I spent three months working on a secondment with the Open Innovation Team at the Cabinet Office. This experience helped me to learn a lot about how policymakers work and engage with academics.
The Government Digital PartnershipThe Government Digital Partnership exists to 'deepen collaboration with academics' and bring academic expertise into policymaking. This is done in a variety of ways, from simple conversations through long-term consulting, to building prototypes based on research. The team’s main goal is to help government successfully adapt traditional governance to digitalisation.
I worked on a variety of projects: around Blockchain, Artificial Intelligence, and Efficiency Measurements. One project in particular was well aligned to my own research: I got to advise the team working on the Open Government National Action Plan on the use of online participation tools for citizen engagement. I have written more about this on the team’s blog.
I also spent a good deal of time managing projects and organising events, such as 'Communities of Interest'. These events are open to all interested academics, so if you are working on Blockchain or AI, you should get in touch with the team! It's a great way to engage and network with policymakers.
Working with policymakersThe most important thing that I learned was that it is really hard for policymakers and researchers to work together, as often they speak different languages. I watched a lot of presentations done by academics in those three months, and many struggled to engage the policymakers effectively.

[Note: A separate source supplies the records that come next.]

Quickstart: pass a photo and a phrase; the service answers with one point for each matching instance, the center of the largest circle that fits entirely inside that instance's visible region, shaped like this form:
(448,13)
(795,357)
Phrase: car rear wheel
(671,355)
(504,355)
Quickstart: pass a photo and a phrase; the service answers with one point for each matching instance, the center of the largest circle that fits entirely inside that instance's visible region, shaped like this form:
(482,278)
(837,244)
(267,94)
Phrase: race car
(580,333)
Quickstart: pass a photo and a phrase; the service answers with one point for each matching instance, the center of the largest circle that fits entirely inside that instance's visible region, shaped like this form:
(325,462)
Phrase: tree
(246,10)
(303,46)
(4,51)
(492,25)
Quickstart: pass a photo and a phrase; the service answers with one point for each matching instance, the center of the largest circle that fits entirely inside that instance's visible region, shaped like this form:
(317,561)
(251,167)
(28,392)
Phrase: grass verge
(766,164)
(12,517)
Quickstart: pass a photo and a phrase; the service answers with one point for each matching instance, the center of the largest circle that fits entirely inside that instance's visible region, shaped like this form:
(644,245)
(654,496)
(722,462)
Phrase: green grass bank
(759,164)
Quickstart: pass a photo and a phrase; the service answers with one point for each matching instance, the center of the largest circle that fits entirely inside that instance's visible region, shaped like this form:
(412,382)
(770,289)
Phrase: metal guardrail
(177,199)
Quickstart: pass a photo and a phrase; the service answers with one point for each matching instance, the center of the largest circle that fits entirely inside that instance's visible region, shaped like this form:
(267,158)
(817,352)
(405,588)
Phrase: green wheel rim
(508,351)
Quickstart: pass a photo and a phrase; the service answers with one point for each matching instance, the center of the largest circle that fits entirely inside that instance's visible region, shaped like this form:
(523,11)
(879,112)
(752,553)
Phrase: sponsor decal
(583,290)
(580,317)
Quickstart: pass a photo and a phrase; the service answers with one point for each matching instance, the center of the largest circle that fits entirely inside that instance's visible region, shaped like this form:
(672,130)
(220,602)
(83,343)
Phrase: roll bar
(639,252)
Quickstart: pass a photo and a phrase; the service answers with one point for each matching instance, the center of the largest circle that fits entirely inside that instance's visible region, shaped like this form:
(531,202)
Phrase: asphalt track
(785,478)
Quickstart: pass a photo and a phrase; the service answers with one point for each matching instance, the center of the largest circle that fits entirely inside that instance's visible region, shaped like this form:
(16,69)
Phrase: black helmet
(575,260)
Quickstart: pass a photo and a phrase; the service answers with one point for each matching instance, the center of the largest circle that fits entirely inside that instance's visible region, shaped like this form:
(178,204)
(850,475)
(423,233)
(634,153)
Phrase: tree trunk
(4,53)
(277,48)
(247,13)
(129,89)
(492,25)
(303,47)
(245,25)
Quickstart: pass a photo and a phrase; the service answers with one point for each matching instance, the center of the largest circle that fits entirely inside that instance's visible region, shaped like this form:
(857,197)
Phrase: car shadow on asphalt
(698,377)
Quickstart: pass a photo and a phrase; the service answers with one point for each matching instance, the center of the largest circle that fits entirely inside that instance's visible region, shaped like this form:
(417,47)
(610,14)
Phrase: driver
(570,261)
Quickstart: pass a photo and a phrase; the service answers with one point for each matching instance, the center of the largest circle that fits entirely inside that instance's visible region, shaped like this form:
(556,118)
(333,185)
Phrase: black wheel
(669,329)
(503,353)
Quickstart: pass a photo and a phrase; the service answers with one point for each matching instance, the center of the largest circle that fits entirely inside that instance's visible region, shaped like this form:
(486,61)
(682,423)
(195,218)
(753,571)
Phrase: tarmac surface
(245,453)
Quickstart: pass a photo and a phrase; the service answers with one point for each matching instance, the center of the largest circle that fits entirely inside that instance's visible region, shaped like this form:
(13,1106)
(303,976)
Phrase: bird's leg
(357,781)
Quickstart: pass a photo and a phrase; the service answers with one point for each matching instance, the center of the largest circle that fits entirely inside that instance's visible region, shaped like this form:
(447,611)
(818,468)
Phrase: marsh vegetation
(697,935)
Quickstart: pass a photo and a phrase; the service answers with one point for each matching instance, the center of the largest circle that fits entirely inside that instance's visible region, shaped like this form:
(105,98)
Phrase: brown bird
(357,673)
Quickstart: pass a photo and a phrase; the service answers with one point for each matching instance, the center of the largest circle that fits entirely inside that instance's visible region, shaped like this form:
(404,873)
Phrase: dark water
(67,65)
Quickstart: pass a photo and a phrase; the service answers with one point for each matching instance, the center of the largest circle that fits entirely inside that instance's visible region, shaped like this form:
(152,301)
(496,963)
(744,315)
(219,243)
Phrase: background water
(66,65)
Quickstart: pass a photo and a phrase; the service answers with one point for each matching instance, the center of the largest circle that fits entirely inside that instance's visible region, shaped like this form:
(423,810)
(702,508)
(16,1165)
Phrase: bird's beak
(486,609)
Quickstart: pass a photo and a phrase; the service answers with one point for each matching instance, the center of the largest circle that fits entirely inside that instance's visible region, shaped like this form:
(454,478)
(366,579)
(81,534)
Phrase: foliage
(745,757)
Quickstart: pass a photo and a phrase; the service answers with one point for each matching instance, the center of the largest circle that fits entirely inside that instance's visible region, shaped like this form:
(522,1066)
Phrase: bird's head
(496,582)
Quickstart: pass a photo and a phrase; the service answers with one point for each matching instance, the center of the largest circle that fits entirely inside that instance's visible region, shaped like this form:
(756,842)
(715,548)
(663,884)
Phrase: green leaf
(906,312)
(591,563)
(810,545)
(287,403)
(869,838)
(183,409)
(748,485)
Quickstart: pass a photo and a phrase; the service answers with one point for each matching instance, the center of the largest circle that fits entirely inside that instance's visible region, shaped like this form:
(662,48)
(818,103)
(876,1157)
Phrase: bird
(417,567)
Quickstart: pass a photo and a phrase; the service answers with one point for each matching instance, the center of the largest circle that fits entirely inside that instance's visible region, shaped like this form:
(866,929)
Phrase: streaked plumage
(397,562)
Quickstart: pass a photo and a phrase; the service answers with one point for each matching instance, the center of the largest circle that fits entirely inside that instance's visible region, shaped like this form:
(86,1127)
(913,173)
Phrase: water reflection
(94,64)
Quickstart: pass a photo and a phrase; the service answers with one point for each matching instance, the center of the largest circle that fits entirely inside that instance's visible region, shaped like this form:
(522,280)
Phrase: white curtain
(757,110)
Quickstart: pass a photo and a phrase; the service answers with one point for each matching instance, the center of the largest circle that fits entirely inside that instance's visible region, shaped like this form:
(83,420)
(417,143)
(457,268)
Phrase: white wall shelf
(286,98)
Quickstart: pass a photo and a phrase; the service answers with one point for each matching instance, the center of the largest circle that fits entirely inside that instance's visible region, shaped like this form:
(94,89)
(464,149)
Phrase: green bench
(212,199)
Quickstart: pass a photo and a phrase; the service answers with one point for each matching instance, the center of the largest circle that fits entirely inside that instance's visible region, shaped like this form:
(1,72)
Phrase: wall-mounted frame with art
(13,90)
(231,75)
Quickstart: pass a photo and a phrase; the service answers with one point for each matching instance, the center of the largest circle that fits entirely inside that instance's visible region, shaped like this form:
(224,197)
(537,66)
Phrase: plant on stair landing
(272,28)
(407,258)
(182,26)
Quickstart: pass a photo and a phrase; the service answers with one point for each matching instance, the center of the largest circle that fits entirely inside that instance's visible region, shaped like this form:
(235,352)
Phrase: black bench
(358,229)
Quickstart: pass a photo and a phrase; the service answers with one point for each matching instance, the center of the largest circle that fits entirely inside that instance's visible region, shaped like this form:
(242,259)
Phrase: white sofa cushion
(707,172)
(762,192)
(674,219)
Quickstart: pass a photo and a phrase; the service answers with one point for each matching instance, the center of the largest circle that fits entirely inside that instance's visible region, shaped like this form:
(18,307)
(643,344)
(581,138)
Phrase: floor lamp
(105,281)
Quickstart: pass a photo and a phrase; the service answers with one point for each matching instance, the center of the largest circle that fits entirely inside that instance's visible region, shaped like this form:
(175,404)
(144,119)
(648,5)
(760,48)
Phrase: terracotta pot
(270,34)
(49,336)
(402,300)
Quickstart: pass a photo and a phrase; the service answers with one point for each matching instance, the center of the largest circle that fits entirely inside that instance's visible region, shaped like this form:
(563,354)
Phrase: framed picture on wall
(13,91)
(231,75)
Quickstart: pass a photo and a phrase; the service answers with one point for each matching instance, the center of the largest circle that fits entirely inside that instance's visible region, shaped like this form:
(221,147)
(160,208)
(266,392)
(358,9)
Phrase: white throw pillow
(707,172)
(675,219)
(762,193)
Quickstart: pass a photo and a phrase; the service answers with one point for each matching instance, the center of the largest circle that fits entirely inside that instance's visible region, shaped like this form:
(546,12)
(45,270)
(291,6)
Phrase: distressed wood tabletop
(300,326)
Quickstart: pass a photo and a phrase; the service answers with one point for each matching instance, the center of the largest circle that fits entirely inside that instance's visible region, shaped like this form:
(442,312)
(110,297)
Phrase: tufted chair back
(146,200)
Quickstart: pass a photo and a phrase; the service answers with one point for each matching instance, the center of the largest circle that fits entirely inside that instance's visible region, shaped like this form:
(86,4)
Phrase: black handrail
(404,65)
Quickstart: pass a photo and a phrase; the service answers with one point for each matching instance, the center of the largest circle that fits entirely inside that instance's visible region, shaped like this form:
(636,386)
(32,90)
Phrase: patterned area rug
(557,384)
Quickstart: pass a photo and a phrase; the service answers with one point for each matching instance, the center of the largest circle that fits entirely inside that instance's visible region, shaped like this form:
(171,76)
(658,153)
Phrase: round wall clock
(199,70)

As academics, we have our very own code for presenting work: Introduce the topic, frame the problem, explain the methodology, talk through the data and analysis, and then finish off with a conclusion. Policymakers, on the contrary, are all about application, asking one core question every single time: ‘What does that mean for me/my work/my policy area?'
Though I met a surprising number of PhDs around Whitehall, not all civil servants have an academic background. They do not care so much about how data was collected or analysed. They mostly trust the experts - us academics - to do our job well and be able to back up what we say. They don't need to see the evidence. They simply want to know what the results mean for their work, and prefer to discuss the implications rather than listen to lengthy talks.
Much of what the Open Innovation Team does is around enabling those conversations, and educating policymakers about how to work with academics. Going forward, I hope the team provides more guidance to academics, to make these collaborations even more fruitful. If we understand better what both sides are after, we can achieve great things together.